Campaña contra la violencia sexual
Su testimonio, explicó, no es un caso aislado sino el reflejo de un sistema represivo bien arraigado en los campamentos de Tinduf. Durante décadas, estos campamentos han sido presentados como lugares de refugio humanitario; en realidad, funcionan como un espacio de control político donde las libertades fundamentales están restringidas, donde mujeres y niñas sufren abusos físicos, sexuales y psicológicos, y donde las víctimas son silenciadas por el miedo a represalias.
El abogado denunció la impunidad reinante, acusando directamente a Brahim Ghali y otros responsables del Polisario de haber cometido o tolerado estas violencias.

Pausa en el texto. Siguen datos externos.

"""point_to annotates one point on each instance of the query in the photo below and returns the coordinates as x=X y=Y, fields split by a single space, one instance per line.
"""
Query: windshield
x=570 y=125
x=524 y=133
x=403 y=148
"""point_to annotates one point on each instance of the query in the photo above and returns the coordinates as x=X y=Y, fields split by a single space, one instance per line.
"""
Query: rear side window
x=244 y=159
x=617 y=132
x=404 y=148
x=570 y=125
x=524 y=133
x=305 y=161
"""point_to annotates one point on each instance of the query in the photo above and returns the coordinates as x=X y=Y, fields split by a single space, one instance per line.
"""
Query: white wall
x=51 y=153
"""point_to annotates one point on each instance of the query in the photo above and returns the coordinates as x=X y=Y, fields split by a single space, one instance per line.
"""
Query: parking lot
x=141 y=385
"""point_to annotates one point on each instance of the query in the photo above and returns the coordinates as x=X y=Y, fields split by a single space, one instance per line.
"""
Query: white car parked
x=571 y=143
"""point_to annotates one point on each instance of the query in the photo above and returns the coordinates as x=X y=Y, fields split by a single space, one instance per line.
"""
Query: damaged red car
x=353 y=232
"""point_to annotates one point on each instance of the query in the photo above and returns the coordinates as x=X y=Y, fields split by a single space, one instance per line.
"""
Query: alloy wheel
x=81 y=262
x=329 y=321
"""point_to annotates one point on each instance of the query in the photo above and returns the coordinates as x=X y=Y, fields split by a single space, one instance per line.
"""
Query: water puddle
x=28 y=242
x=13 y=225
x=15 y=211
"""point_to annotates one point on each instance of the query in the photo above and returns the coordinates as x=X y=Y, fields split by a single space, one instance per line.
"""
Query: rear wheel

La falta de mecanismos de protección y justicia añadió, no hace más que agravar la situación y condenar a las víctimas al olvido.
Reconocimiento como víctima
Ante el Consejo, Peñaloza solicitó el reconocimiento oficial de su cliente como víctima, la condena de las prácticas del polisario, la apertura de una investigación independiente bajo mandato de las Naciones Unidas y la remisión a los tribunales internacionales competentes para que esos crímenes no queden impunes.
En un llamamiento solemne, exhortó a la comunidad internacional a que asumiera sus responsabilidades y actuara sin demora para proteger los derechos de las mujeres y los niños en los campamentos de Tinduf, Recordando que la dignidad humana no puede subordinarse a los cálculos políticos ni dejarse al arbitrio de un grupo armado.